Ne pas doter le Québec d’une véritable politique de développement économique : cette inaction du gouvernement Couillard, c’est le Centre sur la productivité et la prospérité de HEC qui la lui reproche (26 janvier). Ce gouvernement est jugé sans vision même dans sa propre famille idéologique.

Ne pas avoir donné suite à la Politique nationale sur la recherche et l’innovation élaborée par le précédent gouvernement, ni l’avoir remplacée par une nouvelle politique d’innovation. Le président de l’ACFAS, Frédéric Bouchard, s’alarme « Chaque mois sans politique, c’est un mois de plus où des chercheurs québécois ne peuvent pas établir de nouvelles collaborations à l’extérieur ». Des compagnies hésitent à investir parce qu’ils n’ont pas d’engagements financiers à long terme du gouvernement : « le milieu pilote à l’aveugle », dit-il (18 janvier).

Ne pas créer un environnement susceptible de favoriser la confiance des PME. Les libéraux ont-ils assez souvent dit qu’un gouvernement péquiste séparatiste ne peut qu’éloigner les investissements ! Or, selon la Banque de développement du Canada, les PME manufacturières du Québec sont actuellement « frileuses ». Ailleurs au Canada, les entreprises manufacturières ont recommencé à investir (28 janvier). Mais le gouvernement Couillard ne réussit pas à créer un cadre qui encourage les nôtres à en faire autant. Le ministre Leitao déplore l’insuffisance des exportations (26 janvier). Il a bien raison. En 2015, les exportations du Québec ont augmenté de seulement 4,5 % (23 février). Et celles de l’Ontario de 12,1 %. (Bureau de la responsabilité financière de l’Ontario, 10 février 2016.)
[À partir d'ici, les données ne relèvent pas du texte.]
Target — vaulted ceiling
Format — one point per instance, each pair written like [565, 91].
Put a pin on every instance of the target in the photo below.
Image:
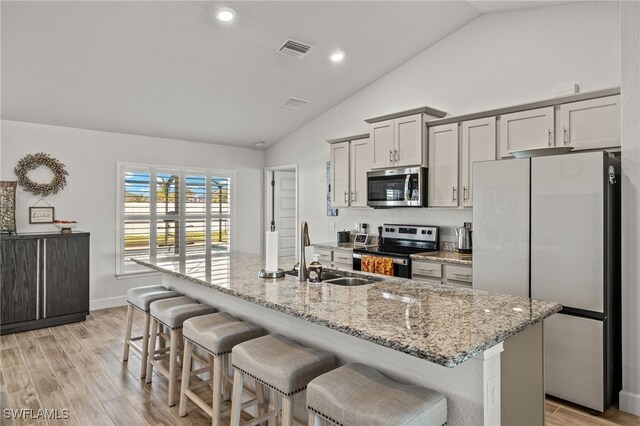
[169, 69]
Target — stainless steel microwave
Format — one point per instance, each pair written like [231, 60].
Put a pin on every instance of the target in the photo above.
[397, 187]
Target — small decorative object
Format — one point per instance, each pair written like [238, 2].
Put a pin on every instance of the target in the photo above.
[65, 226]
[330, 211]
[8, 206]
[33, 161]
[41, 214]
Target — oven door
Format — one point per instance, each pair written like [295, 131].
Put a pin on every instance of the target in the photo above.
[400, 187]
[401, 266]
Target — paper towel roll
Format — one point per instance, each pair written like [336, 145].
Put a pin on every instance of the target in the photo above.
[272, 251]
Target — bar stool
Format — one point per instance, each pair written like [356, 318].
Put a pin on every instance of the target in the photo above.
[170, 313]
[282, 365]
[140, 298]
[356, 394]
[216, 334]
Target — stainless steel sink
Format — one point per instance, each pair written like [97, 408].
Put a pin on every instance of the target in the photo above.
[348, 281]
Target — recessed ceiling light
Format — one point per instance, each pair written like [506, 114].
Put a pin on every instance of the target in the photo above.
[337, 56]
[225, 14]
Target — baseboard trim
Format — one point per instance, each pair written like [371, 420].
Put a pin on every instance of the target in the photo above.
[107, 302]
[630, 402]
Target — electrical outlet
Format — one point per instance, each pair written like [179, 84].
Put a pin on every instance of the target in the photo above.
[492, 392]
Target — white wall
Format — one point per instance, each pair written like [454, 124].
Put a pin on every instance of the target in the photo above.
[90, 195]
[630, 117]
[495, 61]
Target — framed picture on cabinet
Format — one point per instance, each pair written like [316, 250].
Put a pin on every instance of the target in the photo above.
[41, 214]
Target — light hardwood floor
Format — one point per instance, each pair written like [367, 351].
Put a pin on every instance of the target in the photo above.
[78, 367]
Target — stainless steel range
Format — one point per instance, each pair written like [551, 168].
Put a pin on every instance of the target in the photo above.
[399, 242]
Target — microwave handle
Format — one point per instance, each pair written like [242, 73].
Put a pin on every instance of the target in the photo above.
[407, 189]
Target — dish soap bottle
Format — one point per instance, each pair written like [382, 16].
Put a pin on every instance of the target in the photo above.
[315, 270]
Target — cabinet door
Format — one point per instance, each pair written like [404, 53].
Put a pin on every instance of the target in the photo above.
[408, 140]
[66, 280]
[360, 164]
[478, 144]
[526, 130]
[382, 144]
[590, 124]
[443, 166]
[19, 265]
[340, 174]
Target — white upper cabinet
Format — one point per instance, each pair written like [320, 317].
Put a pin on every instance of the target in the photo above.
[398, 142]
[383, 144]
[590, 124]
[443, 166]
[340, 174]
[526, 130]
[360, 164]
[478, 144]
[409, 140]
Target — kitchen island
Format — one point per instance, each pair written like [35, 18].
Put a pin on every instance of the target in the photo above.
[447, 338]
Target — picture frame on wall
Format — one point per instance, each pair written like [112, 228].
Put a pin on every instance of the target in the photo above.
[41, 214]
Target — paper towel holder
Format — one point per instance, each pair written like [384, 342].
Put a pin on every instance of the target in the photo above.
[263, 273]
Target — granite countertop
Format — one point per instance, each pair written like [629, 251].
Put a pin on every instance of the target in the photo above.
[336, 246]
[445, 256]
[440, 323]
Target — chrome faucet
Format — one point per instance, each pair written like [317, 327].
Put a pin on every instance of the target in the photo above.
[304, 242]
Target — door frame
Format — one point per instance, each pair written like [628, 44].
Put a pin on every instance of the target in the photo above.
[267, 199]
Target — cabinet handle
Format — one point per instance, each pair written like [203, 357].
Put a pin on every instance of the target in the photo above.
[44, 278]
[38, 279]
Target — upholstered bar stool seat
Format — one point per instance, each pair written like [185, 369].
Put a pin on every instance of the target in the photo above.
[356, 394]
[171, 313]
[281, 364]
[216, 334]
[141, 298]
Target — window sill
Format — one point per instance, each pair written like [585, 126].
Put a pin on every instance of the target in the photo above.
[129, 275]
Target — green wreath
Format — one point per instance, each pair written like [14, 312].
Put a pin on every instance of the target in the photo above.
[33, 161]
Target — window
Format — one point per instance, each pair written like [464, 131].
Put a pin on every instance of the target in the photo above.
[172, 214]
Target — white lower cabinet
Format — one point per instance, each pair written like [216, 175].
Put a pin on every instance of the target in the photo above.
[444, 272]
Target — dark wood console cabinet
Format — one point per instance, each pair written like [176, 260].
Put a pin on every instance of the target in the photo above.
[45, 280]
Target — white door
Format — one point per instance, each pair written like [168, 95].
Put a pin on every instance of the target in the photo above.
[567, 236]
[340, 174]
[360, 164]
[501, 226]
[382, 144]
[478, 144]
[573, 358]
[408, 140]
[443, 166]
[526, 130]
[590, 124]
[285, 212]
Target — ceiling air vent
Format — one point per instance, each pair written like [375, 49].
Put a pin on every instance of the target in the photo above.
[294, 48]
[293, 103]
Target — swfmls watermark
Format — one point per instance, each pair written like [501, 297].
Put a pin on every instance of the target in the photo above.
[28, 413]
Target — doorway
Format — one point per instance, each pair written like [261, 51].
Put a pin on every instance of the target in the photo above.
[285, 206]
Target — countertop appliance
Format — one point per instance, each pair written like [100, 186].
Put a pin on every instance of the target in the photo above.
[397, 187]
[464, 238]
[399, 242]
[549, 228]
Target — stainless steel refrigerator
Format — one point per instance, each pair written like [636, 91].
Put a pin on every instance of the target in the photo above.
[549, 228]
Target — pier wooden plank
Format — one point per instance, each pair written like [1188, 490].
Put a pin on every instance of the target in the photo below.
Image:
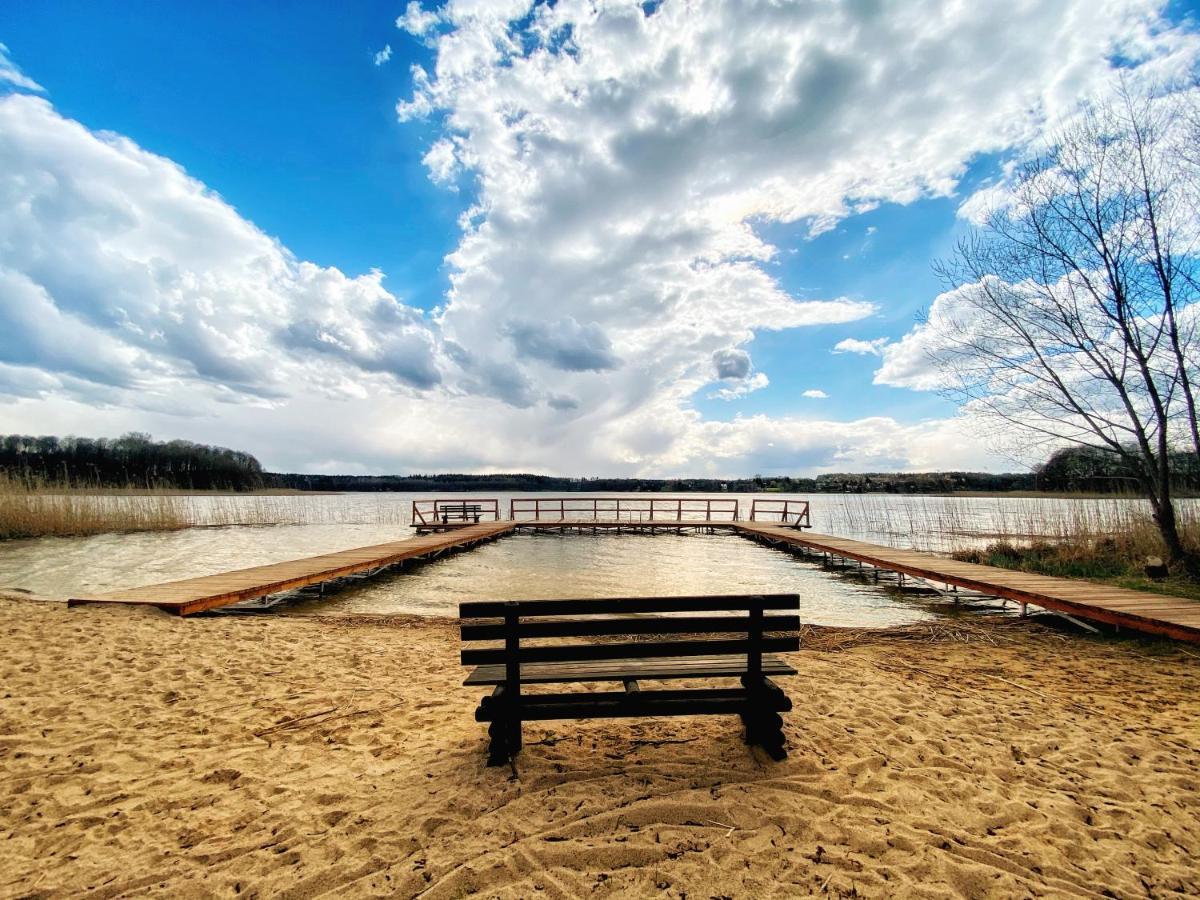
[1138, 610]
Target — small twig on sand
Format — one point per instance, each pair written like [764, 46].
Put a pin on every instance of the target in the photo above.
[288, 723]
[305, 721]
[721, 825]
[1039, 694]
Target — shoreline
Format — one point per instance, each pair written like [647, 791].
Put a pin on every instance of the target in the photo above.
[153, 755]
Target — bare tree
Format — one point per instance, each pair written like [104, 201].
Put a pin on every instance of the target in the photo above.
[1073, 312]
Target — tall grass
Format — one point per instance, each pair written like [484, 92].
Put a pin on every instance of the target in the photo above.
[30, 508]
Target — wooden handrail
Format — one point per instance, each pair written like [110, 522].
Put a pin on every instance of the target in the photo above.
[781, 510]
[649, 508]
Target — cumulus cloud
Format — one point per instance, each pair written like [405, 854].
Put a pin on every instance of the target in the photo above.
[731, 363]
[853, 345]
[741, 388]
[120, 273]
[564, 345]
[417, 21]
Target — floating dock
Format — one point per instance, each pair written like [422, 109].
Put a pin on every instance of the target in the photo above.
[454, 525]
[1137, 610]
[209, 592]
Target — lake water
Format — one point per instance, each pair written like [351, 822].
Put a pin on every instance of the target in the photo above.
[541, 565]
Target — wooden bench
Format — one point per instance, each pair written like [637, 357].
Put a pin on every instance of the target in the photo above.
[460, 513]
[678, 641]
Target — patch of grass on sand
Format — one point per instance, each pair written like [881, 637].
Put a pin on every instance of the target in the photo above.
[1116, 559]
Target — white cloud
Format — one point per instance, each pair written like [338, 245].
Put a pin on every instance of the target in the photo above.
[852, 345]
[12, 77]
[442, 162]
[731, 363]
[417, 21]
[130, 282]
[741, 388]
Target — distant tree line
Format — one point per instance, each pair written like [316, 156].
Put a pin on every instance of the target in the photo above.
[136, 460]
[132, 460]
[1097, 469]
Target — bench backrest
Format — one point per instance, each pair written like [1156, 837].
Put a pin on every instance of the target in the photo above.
[750, 625]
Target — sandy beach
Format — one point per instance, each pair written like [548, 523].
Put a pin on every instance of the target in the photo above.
[148, 755]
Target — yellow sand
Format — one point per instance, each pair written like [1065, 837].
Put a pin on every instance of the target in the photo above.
[141, 754]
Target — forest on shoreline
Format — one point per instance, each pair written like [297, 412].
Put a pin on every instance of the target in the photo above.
[137, 461]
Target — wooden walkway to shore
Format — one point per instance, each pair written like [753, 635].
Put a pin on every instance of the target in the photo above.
[1137, 610]
[209, 592]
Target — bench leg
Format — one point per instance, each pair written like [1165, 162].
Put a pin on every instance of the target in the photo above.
[498, 749]
[763, 725]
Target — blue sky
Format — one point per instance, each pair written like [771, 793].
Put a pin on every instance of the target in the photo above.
[655, 190]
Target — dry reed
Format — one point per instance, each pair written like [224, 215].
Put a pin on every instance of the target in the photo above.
[30, 508]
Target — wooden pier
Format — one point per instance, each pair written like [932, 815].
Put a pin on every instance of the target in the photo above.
[448, 526]
[209, 592]
[1137, 610]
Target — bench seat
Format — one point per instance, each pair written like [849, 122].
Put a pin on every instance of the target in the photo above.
[663, 669]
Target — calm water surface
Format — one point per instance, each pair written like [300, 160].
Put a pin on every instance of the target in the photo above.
[539, 565]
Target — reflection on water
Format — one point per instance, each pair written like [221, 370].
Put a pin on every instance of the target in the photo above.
[527, 567]
[551, 565]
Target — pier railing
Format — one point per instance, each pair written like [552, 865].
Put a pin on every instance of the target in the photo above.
[445, 510]
[624, 509]
[793, 513]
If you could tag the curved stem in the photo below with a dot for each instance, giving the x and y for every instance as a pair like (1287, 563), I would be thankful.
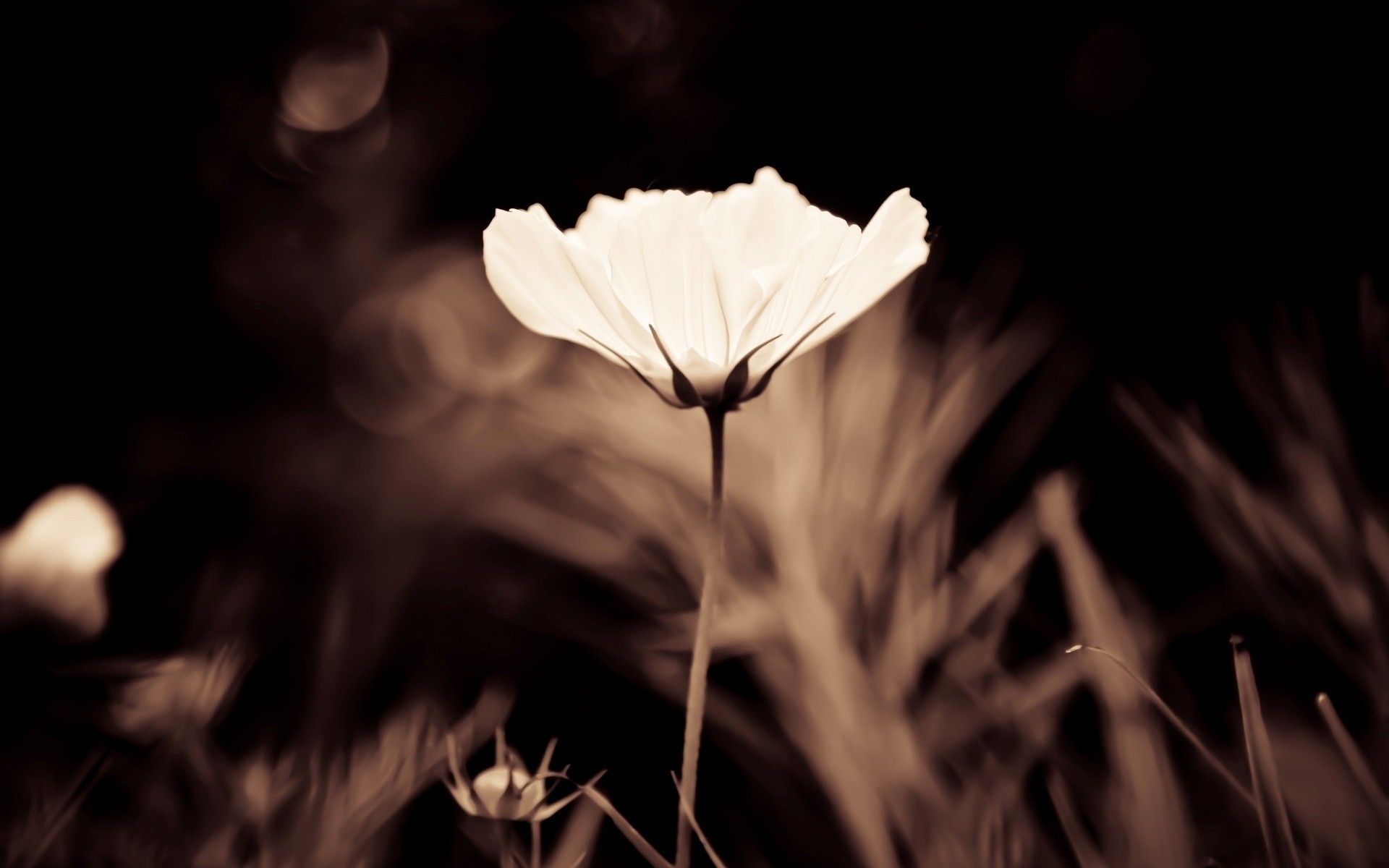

Accepter de perdre nos sièges sociaux. Pour une compagnie Lise Watier Comestiques qui redevient québécoise après avoir été contrôlée pendant une dizaine d’années par un fonds d’investissement ontarien (19 février), combien de fleurons perdons-nous ? En ne s’opposant pas à la vente de Rona, le gouvernement Couillard a accepté de perdre un autre siège social et de laisser passer en des mains étrangères le plus beau fleuron de la quincaillerie québécoise. Non seulement l’américaine Lowe’s acquiert-elle Rona, mais les détaillants indépendants Rona sont tous en train d’être courtisés par des bannières canadiennes ou américaines. Boucherville ne sera plus le site que d’un siège social régional, sans beaucoup de pouvoir de décision. Tous les experts s’entendent pour dire qu’à terme, l’approvisionnement en produits québécois diminuera chez Rona, affectant ainsi l’économie déjà fragile de plusieurs régions (4, 6 et 10 février). Pendant ce temps, la multinationale Rio Tinto ne respecte pas les engagements pris au moment où elle a acquis Alcan : elle annonce le licenciement de 200 cadres au Québec. Mais pour le ministre Carlos Leitao, ce n’est « pas une catastrophe » (18 février).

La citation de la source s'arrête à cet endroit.